The merger of Gdańsk Pomerania with Przemysł's other Polish provinces of Poznań, Wielkopolska, and Kraków was an important step in the process of reunification of Poland, after its feudal break up, which took place after the death of Bolesław III Wrymouth in 1138. The year after taking full control of Pomerania, Przemysł was crowned as king of Poland in Kraków. In the following year (1296) however, he was assassinated by agents of the Margrave of Brandenburg and some Polish nobles (the Nałęcz family), as both parties opposed the rise of a strong central power in Poland. Przemysł's realm, including Pomerania, became the subject of a civil war between Wenceslaus II of Bohemia and Władysław I the Elbow-high, both of whom at some point crowned themselves as kings of Poland.

The immediate effect of the treaty was that Mestwin and Przemysł began to carry out a single foreign policy, particularly in regard to Brandenburg and Western Pomerania. Additionally, Przemysł appointed several of his trusted men from Wielkopolska to offices in Gdansk and the surrounding area.

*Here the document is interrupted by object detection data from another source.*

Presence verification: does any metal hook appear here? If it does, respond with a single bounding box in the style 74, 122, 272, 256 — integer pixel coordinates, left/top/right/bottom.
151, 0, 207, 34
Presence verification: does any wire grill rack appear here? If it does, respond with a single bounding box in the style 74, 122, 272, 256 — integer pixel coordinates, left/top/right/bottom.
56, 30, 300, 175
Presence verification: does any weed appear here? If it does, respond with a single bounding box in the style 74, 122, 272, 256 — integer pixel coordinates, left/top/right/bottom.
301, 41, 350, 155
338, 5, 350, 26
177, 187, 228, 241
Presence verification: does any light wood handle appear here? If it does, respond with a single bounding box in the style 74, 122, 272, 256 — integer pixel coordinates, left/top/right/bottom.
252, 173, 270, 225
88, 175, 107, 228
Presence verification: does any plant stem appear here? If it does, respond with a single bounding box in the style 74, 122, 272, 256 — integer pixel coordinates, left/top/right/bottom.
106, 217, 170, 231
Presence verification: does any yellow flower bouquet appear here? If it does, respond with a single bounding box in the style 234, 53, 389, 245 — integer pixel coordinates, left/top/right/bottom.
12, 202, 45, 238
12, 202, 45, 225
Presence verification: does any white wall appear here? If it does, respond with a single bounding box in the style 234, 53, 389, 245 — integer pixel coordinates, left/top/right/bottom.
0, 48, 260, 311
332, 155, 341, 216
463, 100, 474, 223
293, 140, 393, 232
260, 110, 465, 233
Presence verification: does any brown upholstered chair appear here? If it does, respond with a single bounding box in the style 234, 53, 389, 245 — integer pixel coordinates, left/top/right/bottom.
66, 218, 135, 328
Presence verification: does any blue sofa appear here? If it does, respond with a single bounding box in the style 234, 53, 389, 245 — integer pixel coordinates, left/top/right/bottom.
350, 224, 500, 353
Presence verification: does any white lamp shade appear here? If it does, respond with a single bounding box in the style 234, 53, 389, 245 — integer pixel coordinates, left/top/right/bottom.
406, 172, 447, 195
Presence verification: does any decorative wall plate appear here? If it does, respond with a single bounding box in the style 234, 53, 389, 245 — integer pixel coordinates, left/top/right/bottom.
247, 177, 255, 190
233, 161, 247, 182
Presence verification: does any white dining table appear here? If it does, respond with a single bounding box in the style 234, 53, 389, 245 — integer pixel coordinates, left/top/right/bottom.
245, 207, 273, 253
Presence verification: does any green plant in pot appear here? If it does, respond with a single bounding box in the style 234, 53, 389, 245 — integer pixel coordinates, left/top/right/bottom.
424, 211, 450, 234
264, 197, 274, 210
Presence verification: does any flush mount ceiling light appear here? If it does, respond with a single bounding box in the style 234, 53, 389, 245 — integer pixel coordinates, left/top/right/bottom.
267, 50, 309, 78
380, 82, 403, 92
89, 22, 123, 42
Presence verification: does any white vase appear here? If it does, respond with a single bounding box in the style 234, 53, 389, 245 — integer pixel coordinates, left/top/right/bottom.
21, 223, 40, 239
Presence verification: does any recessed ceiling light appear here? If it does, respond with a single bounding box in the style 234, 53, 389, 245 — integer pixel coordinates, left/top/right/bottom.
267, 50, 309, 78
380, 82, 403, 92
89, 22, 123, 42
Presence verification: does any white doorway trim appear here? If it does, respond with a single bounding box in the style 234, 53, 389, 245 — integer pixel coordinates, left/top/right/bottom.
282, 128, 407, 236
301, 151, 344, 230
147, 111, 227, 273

The treaty was followed up with several subsequent extensions and agreements. These included meetings in Nakło (1284), Słupsk (1287), Rzepka (1288) and once again Nakło (1291). The meeting in Słupsk in November 1284 was particularly important as it was also attended by the Duke of Szczecin-Pomerania (one of the duchies of Western Pomerania), Bogusław IV of the Griffins dynasty. The three rulers (Przemysł, Mestwin and Bogusław) concluded a mutual-defense alliance, directed against the expansionistic policies of Brandenburg, and it was agreed that Bogusław was to inherit Pomerania in case if both Przemysł and Mestwin died without heirs. This alliance was reaffirmed at the meeting in 1291 at Nakło. Despite the fact that Bogusław outlived both Mestwin and Przemysł, events on the ground and subsequent political developments, such as the struggle between Wenceslaus and Władysław the Elbow-high, meant that the provisions of the Nakło agreement were never implemented and Bogusław did not succeed come to acquire control over Pomeralia.

As part of the treaty Przemysł also granted the town of Kępno municipal rights, based on those of Kalisz.